See generally, C. Morris, The Developing Labor Law 379-439 (1971); Stewart & Engeman, Impasse, Collective Bargaining and Action, 39 U. Cin. L. Rev. 233 (1970); Comment, Subjects Included within Management’s Duty to Bargain Collectively, 26 La. L. Rev. 630 (1966).

General Laws c. 150C, § 1, inserted by St. 1959, c. 546, § 1, refers to the arbitration of any controversy “including but not restricted to any controversy dealing with rates of pay, wages, hours or other terms and conditions of employment.” (

See John Wiley & Sons v. Livingston, 376 U.S. 543, 549-550 (1964); Chattanooga Mailers Local 92 v. Chattanooga News-Free Press Co., 542 F.2d 1305, 1314 (6th Cir. 1975).

The State Labor Relations Board in IAFF, Local 1009 & Worcester, 2 M.L.C. 1239, 1243 (Dec. 15, 1975), suggested in dictum that the same should hold for firefighters, the other class to which forced arbitration applied.

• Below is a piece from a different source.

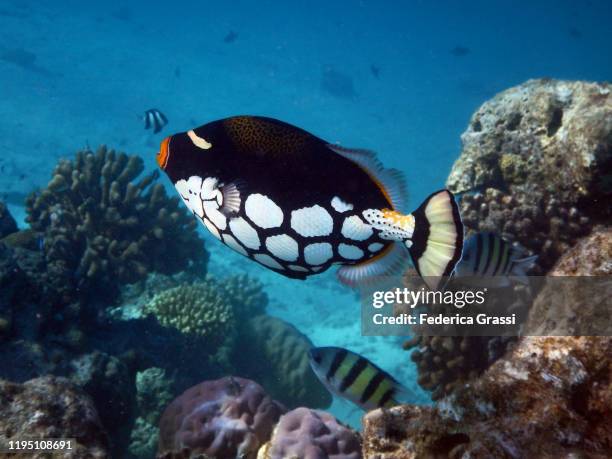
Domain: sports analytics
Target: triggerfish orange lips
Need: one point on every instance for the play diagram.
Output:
(164, 153)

There is nothing in the argument that the change of trustees violated the terms of the trust and was thus invalid. The trust instrument reserved to a majority of the trustees the power to amend its terms by a writing signed by them, and this was sufficiently complied with by the submission agreement eventuating in the award. The fund, it should be added, was created as a result of collective bargaining and has remained a feature of the bargaining ever since.

An argument based on G. L. c. 203, § 12 (removal of trustees by the court), is out of point, as the statute does not affect amendment of a trust in the manner provided in the trust instrument.

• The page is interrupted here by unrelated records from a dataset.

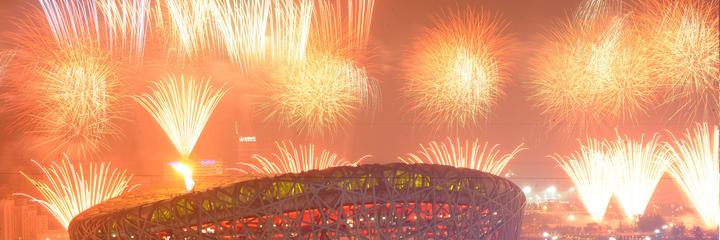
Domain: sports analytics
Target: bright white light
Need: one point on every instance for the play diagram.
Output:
(527, 189)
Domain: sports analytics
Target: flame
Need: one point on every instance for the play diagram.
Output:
(186, 172)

The suggestion that the award on this point was illegal as a “gratuity” is unrealistic and fails in the light of Fitchburg Teachers’ Ass’n v. School Comm. of Fitchburg, 360 Mass. 105, 107 (1971).

Although not, of course, binding on us, the views of the State Labor Relations Commission in the following cases (all involving claims of unfair labor practice for refusal to bargain in good faith) will be found interesting: Boston School Comm. & Boston Teachers Local 66, 3 M.L.C. 1148 (April 15, 1977); Danvers & Local 2038, IAFF, 3 M.L.C. 1141 (April 6, 1977); Groton School Comm. & Groton Teachers Ass’n. 1 M.L.C. 1221 (Dec. 17, 1974). See also West Hartford Educ. Ass’n v. DeCourcy, 162 Conn. 566, 576-577 (1972); Susquehanna Valley Cent. School Dish at Conklin v. Susquehanna Valley Teachers’ Ass’n, 37 N.Y.2d 614 (1975); Board of Educ. of Union Free School Dist. No. 3 v. Associated Teachers of Huntington, Inc., 30 N.Y.2d 122 (1972).